Protokoll der Sitzung vom 05.10.2011

(Mario Döweling (FDP): Sie haben den Antrag gar nicht verstanden!)

Die Aussetzung des Grundwehrdienstes war in Ihren Reihen schon sehr schwierig. Herr Kollege Schork, bei den Standortentscheidungen hätten Sie schon das eine oder andere sagen können und nicht nur das Problem benen

nen dürfen. Meines Wissens regiert in Berlin eine Regierung aus CDU und FDP.

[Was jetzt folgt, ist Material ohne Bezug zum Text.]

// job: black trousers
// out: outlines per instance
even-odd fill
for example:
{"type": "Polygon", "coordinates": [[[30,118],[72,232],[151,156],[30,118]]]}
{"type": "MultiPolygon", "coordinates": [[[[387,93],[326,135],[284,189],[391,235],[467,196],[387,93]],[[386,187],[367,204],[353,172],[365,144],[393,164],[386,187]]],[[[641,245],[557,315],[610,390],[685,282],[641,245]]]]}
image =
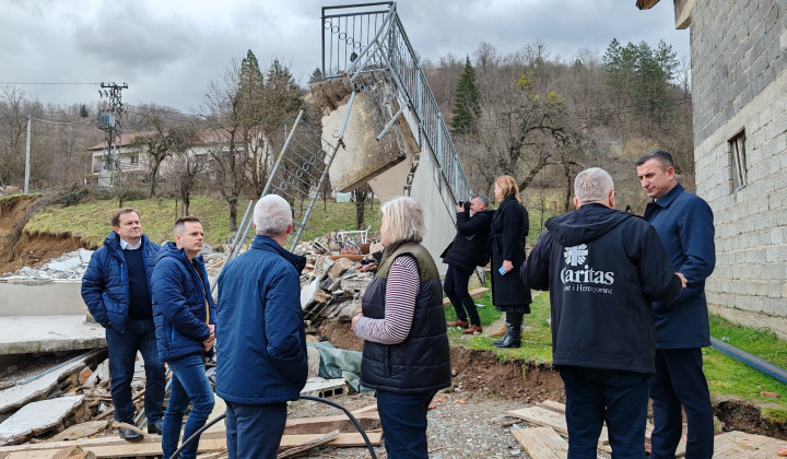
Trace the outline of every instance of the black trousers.
{"type": "Polygon", "coordinates": [[[674,458],[686,413],[686,458],[713,457],[713,407],[702,369],[702,349],[656,350],[656,377],[650,385],[654,432],[650,459],[674,458]]]}
{"type": "Polygon", "coordinates": [[[457,319],[467,321],[468,316],[470,316],[470,325],[480,327],[481,319],[475,308],[475,302],[470,297],[470,293],[468,292],[470,275],[472,275],[472,271],[462,272],[449,264],[446,271],[445,282],[443,283],[443,290],[448,296],[448,299],[450,299],[454,310],[457,313],[457,319]]]}

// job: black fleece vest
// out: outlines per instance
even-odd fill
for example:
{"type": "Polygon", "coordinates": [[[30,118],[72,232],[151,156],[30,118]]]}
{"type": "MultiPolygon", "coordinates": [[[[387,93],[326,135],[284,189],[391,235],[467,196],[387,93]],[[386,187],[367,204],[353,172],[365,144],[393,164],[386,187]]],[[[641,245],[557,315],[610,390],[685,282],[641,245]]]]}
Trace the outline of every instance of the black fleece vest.
{"type": "Polygon", "coordinates": [[[375,279],[363,296],[365,317],[385,317],[388,270],[397,257],[410,255],[419,266],[421,284],[407,339],[387,345],[364,343],[361,384],[397,393],[433,392],[450,386],[450,352],[446,336],[443,289],[432,256],[420,244],[404,244],[380,260],[375,279]]]}

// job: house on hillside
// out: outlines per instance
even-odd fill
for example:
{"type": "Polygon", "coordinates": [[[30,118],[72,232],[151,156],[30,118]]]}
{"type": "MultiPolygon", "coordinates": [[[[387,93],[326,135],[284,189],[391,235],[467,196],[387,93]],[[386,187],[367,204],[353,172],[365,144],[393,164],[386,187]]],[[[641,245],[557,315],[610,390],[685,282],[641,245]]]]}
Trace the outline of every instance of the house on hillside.
{"type": "MultiPolygon", "coordinates": [[[[140,142],[140,139],[144,139],[152,136],[157,136],[156,131],[139,131],[122,133],[115,138],[111,148],[111,154],[109,161],[114,162],[115,170],[121,174],[138,177],[142,181],[146,181],[148,176],[151,172],[150,156],[146,153],[148,146],[140,142]]],[[[270,142],[266,137],[259,136],[258,138],[251,139],[249,145],[235,145],[236,151],[247,152],[252,149],[257,151],[265,151],[268,161],[268,167],[272,167],[274,157],[270,154],[270,142]]],[[[214,131],[203,129],[198,132],[197,143],[188,150],[188,154],[191,157],[197,158],[198,162],[202,162],[207,165],[207,172],[210,173],[211,164],[211,152],[216,151],[230,151],[228,136],[224,131],[214,131]]],[[[106,169],[105,162],[107,161],[107,142],[104,141],[86,150],[90,154],[90,173],[85,176],[85,185],[98,184],[103,174],[106,169]]],[[[166,174],[177,167],[176,161],[169,156],[161,165],[160,174],[166,174]]]]}
{"type": "Polygon", "coordinates": [[[716,223],[708,306],[786,338],[787,0],[673,2],[691,33],[696,190],[716,223]]]}

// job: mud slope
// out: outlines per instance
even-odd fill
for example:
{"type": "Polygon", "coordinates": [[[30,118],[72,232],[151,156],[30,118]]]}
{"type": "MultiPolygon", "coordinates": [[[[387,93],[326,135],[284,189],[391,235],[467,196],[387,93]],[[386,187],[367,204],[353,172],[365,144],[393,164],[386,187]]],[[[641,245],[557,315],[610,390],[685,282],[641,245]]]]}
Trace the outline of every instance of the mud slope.
{"type": "Polygon", "coordinates": [[[43,205],[37,196],[17,196],[0,201],[0,274],[35,267],[79,248],[89,248],[70,233],[28,233],[24,226],[43,205]]]}

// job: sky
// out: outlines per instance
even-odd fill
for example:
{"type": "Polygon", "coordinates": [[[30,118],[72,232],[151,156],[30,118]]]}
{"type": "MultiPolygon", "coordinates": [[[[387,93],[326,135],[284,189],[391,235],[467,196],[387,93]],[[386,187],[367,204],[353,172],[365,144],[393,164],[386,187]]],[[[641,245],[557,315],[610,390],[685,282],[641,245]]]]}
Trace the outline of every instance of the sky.
{"type": "MultiPolygon", "coordinates": [[[[98,83],[127,83],[125,104],[195,113],[248,49],[263,70],[278,58],[305,85],[321,64],[321,8],[349,3],[0,0],[0,91],[15,83],[44,104],[94,104],[98,83]]],[[[580,49],[602,55],[612,38],[650,47],[663,39],[688,58],[689,31],[676,31],[672,1],[644,11],[635,3],[403,0],[397,11],[415,51],[435,62],[448,52],[472,57],[482,42],[498,55],[540,42],[552,58],[573,61],[580,49]]]]}

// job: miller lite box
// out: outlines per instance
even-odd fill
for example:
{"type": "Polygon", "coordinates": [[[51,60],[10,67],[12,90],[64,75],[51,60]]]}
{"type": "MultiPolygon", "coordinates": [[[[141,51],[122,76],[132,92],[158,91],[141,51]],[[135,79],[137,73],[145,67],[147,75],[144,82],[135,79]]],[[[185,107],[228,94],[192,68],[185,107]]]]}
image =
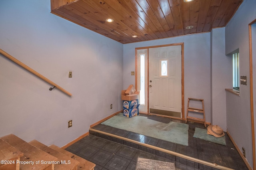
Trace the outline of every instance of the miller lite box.
{"type": "Polygon", "coordinates": [[[124,116],[128,117],[131,117],[139,115],[139,106],[140,104],[135,105],[131,109],[124,108],[124,116]]]}
{"type": "Polygon", "coordinates": [[[131,101],[123,101],[123,107],[124,109],[131,109],[135,105],[139,104],[139,99],[133,100],[131,101]]]}

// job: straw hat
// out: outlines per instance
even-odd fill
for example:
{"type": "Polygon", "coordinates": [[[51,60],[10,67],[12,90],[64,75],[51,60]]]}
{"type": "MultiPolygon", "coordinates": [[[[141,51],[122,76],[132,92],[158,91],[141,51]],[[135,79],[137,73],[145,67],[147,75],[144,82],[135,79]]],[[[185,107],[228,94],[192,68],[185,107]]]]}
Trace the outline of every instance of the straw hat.
{"type": "Polygon", "coordinates": [[[225,135],[223,130],[218,125],[209,125],[207,127],[207,134],[211,134],[217,138],[225,135]]]}

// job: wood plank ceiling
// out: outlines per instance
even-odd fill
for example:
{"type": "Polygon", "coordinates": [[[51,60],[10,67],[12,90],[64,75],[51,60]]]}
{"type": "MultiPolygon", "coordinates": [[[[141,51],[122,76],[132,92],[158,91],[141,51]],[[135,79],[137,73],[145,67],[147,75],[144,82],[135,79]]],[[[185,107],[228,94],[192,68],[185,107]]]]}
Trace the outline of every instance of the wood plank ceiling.
{"type": "Polygon", "coordinates": [[[125,44],[207,32],[224,27],[242,2],[51,0],[51,7],[53,14],[125,44]],[[107,18],[114,22],[108,22],[107,18]],[[193,28],[186,29],[189,26],[193,28]]]}

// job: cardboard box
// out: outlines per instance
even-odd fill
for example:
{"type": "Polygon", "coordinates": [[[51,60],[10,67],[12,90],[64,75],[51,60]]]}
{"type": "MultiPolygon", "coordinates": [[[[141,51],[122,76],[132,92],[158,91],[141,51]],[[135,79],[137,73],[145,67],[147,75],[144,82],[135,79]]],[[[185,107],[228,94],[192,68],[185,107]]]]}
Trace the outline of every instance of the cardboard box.
{"type": "Polygon", "coordinates": [[[136,91],[132,95],[125,95],[125,91],[126,91],[126,90],[122,90],[121,93],[121,99],[122,100],[131,101],[139,99],[139,91],[136,91]]]}
{"type": "Polygon", "coordinates": [[[130,95],[134,94],[136,91],[135,87],[132,85],[130,85],[125,91],[125,95],[130,95]]]}
{"type": "Polygon", "coordinates": [[[135,105],[130,109],[128,109],[124,108],[124,116],[128,117],[131,117],[139,115],[139,106],[140,106],[140,104],[135,105]]]}
{"type": "Polygon", "coordinates": [[[131,101],[123,101],[123,107],[126,109],[131,109],[135,105],[139,104],[139,100],[135,99],[131,101]]]}

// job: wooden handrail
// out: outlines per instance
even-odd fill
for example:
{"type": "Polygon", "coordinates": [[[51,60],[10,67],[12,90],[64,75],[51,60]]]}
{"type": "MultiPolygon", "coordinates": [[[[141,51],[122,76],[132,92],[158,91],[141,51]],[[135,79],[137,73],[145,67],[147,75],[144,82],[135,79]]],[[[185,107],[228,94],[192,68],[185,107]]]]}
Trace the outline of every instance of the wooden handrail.
{"type": "Polygon", "coordinates": [[[44,76],[41,75],[41,74],[39,74],[36,71],[34,71],[33,69],[31,69],[27,65],[25,65],[24,63],[22,63],[22,62],[20,61],[19,60],[18,60],[18,59],[16,59],[12,55],[10,55],[8,53],[7,53],[6,52],[4,51],[3,51],[3,50],[2,50],[1,49],[0,49],[0,53],[2,54],[4,56],[5,56],[6,57],[8,58],[8,59],[10,59],[11,60],[12,60],[12,61],[13,61],[14,63],[16,63],[18,65],[19,65],[20,66],[24,68],[25,69],[26,69],[28,71],[29,71],[30,72],[31,72],[31,73],[32,73],[33,74],[34,74],[35,75],[36,75],[36,76],[38,77],[39,77],[40,79],[43,79],[43,80],[44,80],[45,81],[46,81],[46,82],[48,83],[49,84],[50,84],[50,85],[52,85],[53,86],[55,86],[56,87],[56,88],[57,88],[57,89],[58,89],[59,90],[60,90],[61,91],[62,91],[63,92],[65,93],[67,95],[69,95],[70,96],[71,96],[72,95],[72,94],[71,93],[69,93],[68,91],[66,91],[66,90],[65,90],[63,88],[61,87],[60,86],[59,86],[59,85],[56,85],[56,84],[55,84],[55,83],[53,83],[52,81],[51,81],[49,79],[47,79],[47,78],[46,78],[44,76]]]}

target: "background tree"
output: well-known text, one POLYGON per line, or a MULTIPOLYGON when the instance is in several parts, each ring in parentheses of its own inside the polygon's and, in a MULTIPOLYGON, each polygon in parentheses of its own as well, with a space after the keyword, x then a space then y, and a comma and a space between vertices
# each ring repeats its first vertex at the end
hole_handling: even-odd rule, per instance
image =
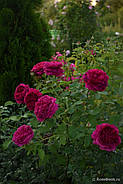
POLYGON ((0 103, 13 99, 19 83, 31 85, 32 66, 52 54, 49 30, 37 7, 40 0, 0 1, 0 103))

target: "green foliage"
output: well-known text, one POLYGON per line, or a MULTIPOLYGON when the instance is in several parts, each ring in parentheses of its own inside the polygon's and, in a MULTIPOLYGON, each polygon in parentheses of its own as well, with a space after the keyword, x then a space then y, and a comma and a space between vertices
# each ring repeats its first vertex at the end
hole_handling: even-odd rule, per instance
POLYGON ((13 99, 17 84, 32 84, 30 69, 51 56, 50 33, 35 13, 40 1, 0 1, 0 103, 13 99))
POLYGON ((85 47, 74 49, 71 57, 63 54, 59 58, 67 62, 64 69, 69 76, 73 60, 77 68, 74 77, 88 69, 103 69, 109 76, 103 92, 88 91, 77 79, 67 82, 45 74, 36 79, 35 88, 43 95, 55 97, 59 104, 51 119, 38 122, 26 106, 11 101, 1 107, 2 184, 91 184, 93 178, 112 176, 122 181, 122 143, 116 151, 107 152, 93 145, 91 139, 96 125, 101 123, 114 124, 120 136, 123 133, 123 72, 121 69, 119 74, 117 69, 122 61, 120 49, 114 40, 104 44, 87 42, 85 47), (92 49, 96 55, 90 54, 92 49), (23 124, 31 125, 34 138, 28 145, 17 148, 11 142, 12 135, 23 124))
POLYGON ((62 0, 56 5, 52 4, 51 10, 52 12, 50 9, 44 12, 47 13, 48 20, 53 20, 51 29, 59 31, 59 36, 53 38, 55 50, 72 50, 72 43, 84 44, 97 29, 96 14, 94 8, 89 9, 89 2, 62 0))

(Beifall bei dem BÜNDNIS 90/DIE GRÜNEN)

Es reicht nicht aus, das Problem zu benennen; man sollte auch dazu Position beziehen, wie es in den Regionen weitergehen soll und welche Entscheidungen sie dann im Bundesverteidigungsministerium treffen. Herr Kollege Schork, meines Wissens stellen Sie den Bundesverteidigungsminister. Meines Wissens brauchen Sie dazu keine Resolution des Hessischen Landtags. Sie stellen den Bundesverteidigungsminister und sollten vielleicht bei ihm vorstellig werden.

Herr Frömmrich, kommen Sie bitte zum Schluss.

Ich komme zum Schluss. – Die Standorte, die Bundeswehr in der Fläche, sind für viele Regionen ein starker Wirtschaftsfaktor; die Beschäftigten und Soldaten sind auch Bestandteil des Gemeinwesens und des Lebens in den jeweiligen Regionen. Standortentscheidungen werden aber nicht nur getroffen, weil sie Wirtschaftsfaktoren in Regionen sind, sondern es kommt auch darauf an, Entscheidungen über Standortfaktoren auf der Grundlage von Aufgaben zu treffen. Wenn Sie den Grundwehrdienst aussetzen, macht es keinen Sinn, Standorte aufrechtzuerhalten, die in der Hauptsache für die Ausbildung des Grundwehrdienstes zuständig waren.

(Beifall bei dem BÜNDNIS 90/DIE GRÜNEN)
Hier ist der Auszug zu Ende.